Google has a couple of other options that may prove useful in your searching.
You can find it under the More menu option on the main Google search page.
Google does a fair job keeping track of academic publications of all sorts. There are advanced options available to help you narrow your searches. Your search may also pull up a book or two. If the book has been digitised by Google you can then use Google books to find the text or ideas of interest.
Google also tracks citations, that is papers that cite or reference the paper or book. So if you find an article or book of interest, it is often worth having a look at the papers that have cited the paper or book.
Google Books can sometimes be handy if you need to either locate a quote or find a reference in a section of a book you don't have access to. You can search for text in Google Books. It is a project that aims to digitise every book on the planet! However, it does not mean you can simple read a book online (which is not a good idea). Only portions of the book will be made available to you.

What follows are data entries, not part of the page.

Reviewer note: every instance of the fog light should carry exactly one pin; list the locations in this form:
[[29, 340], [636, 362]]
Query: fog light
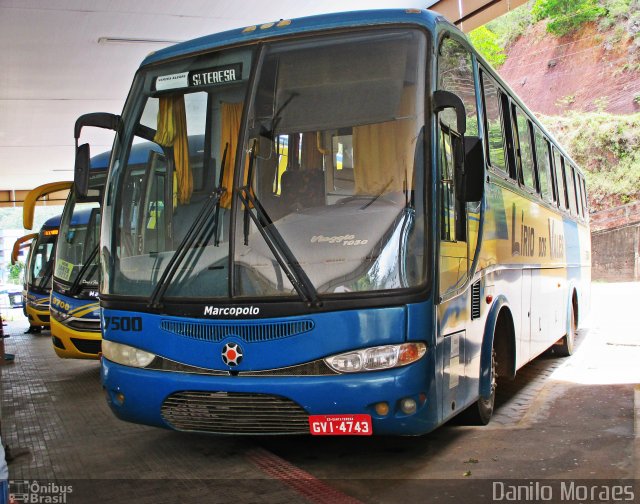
[[382, 408], [408, 406]]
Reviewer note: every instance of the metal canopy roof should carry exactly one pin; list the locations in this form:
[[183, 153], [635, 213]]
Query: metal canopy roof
[[63, 58]]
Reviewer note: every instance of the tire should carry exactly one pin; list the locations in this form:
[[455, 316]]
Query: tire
[[566, 345], [480, 412]]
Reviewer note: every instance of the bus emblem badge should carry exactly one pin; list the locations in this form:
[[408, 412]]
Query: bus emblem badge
[[232, 354]]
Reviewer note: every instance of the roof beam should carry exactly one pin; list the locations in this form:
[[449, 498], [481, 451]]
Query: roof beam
[[469, 14]]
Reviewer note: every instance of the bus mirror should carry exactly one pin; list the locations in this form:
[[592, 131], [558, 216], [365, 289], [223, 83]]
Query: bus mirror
[[81, 171], [473, 169], [444, 100], [97, 120], [263, 146]]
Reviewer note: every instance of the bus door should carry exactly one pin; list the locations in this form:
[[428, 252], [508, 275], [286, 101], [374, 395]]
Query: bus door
[[459, 336]]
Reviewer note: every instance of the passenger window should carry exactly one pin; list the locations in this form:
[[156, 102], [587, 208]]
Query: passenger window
[[562, 195], [543, 165], [576, 178], [493, 124], [584, 198], [527, 176], [571, 190]]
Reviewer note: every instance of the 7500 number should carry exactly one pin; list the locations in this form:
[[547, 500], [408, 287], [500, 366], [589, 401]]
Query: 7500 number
[[125, 324]]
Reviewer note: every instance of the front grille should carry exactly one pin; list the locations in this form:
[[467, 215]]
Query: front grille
[[84, 325], [251, 333], [313, 368], [234, 413], [87, 346]]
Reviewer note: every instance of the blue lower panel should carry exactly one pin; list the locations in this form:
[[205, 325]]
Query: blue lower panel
[[145, 391]]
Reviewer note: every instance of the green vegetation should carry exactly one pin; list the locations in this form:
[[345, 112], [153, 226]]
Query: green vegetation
[[607, 147], [510, 26], [486, 42], [566, 16]]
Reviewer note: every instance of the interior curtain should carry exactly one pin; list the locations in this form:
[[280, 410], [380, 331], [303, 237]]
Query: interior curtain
[[383, 152], [231, 118], [172, 132]]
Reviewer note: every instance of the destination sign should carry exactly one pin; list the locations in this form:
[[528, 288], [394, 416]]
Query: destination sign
[[208, 77]]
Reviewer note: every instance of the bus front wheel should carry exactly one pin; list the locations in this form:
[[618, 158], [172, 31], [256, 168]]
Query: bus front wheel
[[481, 411], [564, 348]]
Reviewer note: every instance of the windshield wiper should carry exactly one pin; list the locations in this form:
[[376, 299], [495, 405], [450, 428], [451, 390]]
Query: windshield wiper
[[216, 239], [202, 219], [272, 237], [73, 290]]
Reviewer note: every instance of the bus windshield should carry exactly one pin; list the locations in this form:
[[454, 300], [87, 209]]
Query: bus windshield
[[77, 248], [305, 180], [41, 261]]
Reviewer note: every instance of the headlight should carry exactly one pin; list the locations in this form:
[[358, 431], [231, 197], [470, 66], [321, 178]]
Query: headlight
[[376, 358], [59, 316], [126, 355]]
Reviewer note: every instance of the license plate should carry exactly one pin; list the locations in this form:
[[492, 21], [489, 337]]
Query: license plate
[[340, 425]]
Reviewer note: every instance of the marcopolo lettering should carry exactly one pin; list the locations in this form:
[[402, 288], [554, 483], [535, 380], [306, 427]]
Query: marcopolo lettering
[[232, 311]]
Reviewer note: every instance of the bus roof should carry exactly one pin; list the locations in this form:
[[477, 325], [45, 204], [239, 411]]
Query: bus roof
[[52, 222], [81, 216], [100, 161], [299, 25]]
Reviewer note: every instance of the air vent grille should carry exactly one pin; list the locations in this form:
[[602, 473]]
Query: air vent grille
[[251, 333], [234, 413], [475, 300]]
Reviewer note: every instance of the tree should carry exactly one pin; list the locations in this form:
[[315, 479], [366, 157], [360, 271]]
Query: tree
[[486, 42], [566, 16], [15, 272]]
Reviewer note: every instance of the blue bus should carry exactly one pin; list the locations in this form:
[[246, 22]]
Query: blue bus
[[427, 235], [38, 277], [75, 308]]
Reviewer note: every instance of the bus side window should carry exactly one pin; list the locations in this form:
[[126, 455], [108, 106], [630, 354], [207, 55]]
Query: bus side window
[[543, 165], [576, 178], [509, 135], [571, 190], [584, 198], [524, 150], [562, 195], [493, 123]]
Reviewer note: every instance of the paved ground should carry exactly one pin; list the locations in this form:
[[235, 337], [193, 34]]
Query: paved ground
[[561, 421]]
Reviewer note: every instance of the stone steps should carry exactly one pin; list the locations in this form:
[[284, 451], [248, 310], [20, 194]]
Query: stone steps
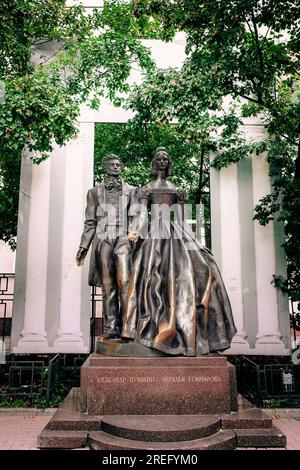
[[260, 437], [54, 439], [71, 429], [222, 440], [161, 428]]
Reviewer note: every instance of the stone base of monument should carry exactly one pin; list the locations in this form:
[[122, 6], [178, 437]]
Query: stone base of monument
[[157, 385], [157, 403]]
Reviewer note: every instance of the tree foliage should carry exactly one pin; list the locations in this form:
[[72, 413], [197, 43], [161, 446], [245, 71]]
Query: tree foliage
[[92, 58], [248, 50]]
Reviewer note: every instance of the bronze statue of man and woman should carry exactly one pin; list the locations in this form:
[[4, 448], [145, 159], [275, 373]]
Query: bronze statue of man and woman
[[161, 288]]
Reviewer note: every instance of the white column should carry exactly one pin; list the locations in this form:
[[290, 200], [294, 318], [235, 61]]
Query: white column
[[33, 336], [231, 252], [69, 336], [268, 335]]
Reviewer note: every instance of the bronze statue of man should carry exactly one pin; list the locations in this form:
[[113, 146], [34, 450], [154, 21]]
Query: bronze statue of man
[[106, 228]]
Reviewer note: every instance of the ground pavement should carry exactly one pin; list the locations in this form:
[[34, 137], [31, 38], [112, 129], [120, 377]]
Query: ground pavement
[[19, 428]]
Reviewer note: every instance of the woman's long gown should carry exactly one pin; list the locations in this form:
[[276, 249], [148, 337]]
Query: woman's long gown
[[177, 302]]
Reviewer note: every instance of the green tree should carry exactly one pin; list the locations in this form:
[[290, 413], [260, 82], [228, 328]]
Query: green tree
[[248, 50], [92, 58]]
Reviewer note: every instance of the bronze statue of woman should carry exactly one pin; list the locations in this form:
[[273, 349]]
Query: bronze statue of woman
[[177, 302]]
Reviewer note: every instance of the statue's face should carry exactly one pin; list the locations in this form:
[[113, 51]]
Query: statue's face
[[162, 161], [113, 167]]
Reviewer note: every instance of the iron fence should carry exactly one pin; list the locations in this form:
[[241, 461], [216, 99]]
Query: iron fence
[[42, 378], [6, 304], [261, 382]]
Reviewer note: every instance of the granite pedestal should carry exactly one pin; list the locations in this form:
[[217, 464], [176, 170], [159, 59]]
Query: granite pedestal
[[157, 385], [156, 402]]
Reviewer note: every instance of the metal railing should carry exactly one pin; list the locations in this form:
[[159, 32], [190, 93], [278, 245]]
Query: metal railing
[[261, 382], [6, 304], [43, 378]]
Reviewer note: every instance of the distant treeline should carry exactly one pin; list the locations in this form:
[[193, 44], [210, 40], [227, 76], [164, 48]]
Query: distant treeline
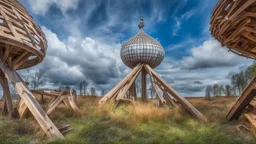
[[238, 83]]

Google alerts is a facility offered by Google in which you can decide a search term, e.g. "classroom management" and tell Google to send you an email as frequently as daily if you wish for all of the times it finds a new mention of that term. Now obviously you'll need to be very careful with deciding the search terms or you will fill your mailbox with junk! You can always try out an alert and if it generates too much stuff it can always be deleted. I find that a key author's name, if it is not too common a name, is not a bad way to keep an eye on some parts of a field. You can find the alerts, other than if you use Google Scholar, under the Even More menu of Google.
You can find this under the More menu of Google.
A blog which is short for web blog is a place where people or groups choose to write on areas of interest. There are blogs for almost everything you could possible imagine and then some. The reason for pointing to blogs and being able to search only blogs is that if you can find one or two blogs that are close to your area(s) of interest then they can often work out to be your very own unpaid research assistants, that is they will find stuff, report on a book or a conference or other blogs they come across that is related to their interests which are close to yours. You can waste your life reading these things so again, you have to be pretty ruthless in what you choose to keep an eye on. Some blogs offer an RRS (really simple syndication) feed which means you can access the blog posts, often in an abbreviated form using RSS reader software or your email (if it has that facility).
I know many research students who maintain blogs. You may locate one or two who have similar interests to your own and may be able to establish a relationship with them to share ideas, articles, or information.
Other Google stuff
Google Trends is also worth a look if your topic is one that is fairly topical. You can track over time the frequency in which a term is mentioned in searches, e.g. national curriculum. The best way to get an idea of what it does is to have a play.
Google ngram viewer is similar but draws on the data that Google has acquired by scanning most of the books on the planet. You can search for phrases and it will given you a mapping, over time, of the occurrence of the phrase in books. You can also compare phrases and the output provides linsk to google book searches for the phrase, i.e. you can go and look at particular books. For the adventurous, you can download the data about the phrase.
Google also provides free facilities for sharing such as blogger (for your own blog), docs, for sharing the writing of documents and so on. These are found under the even more menu.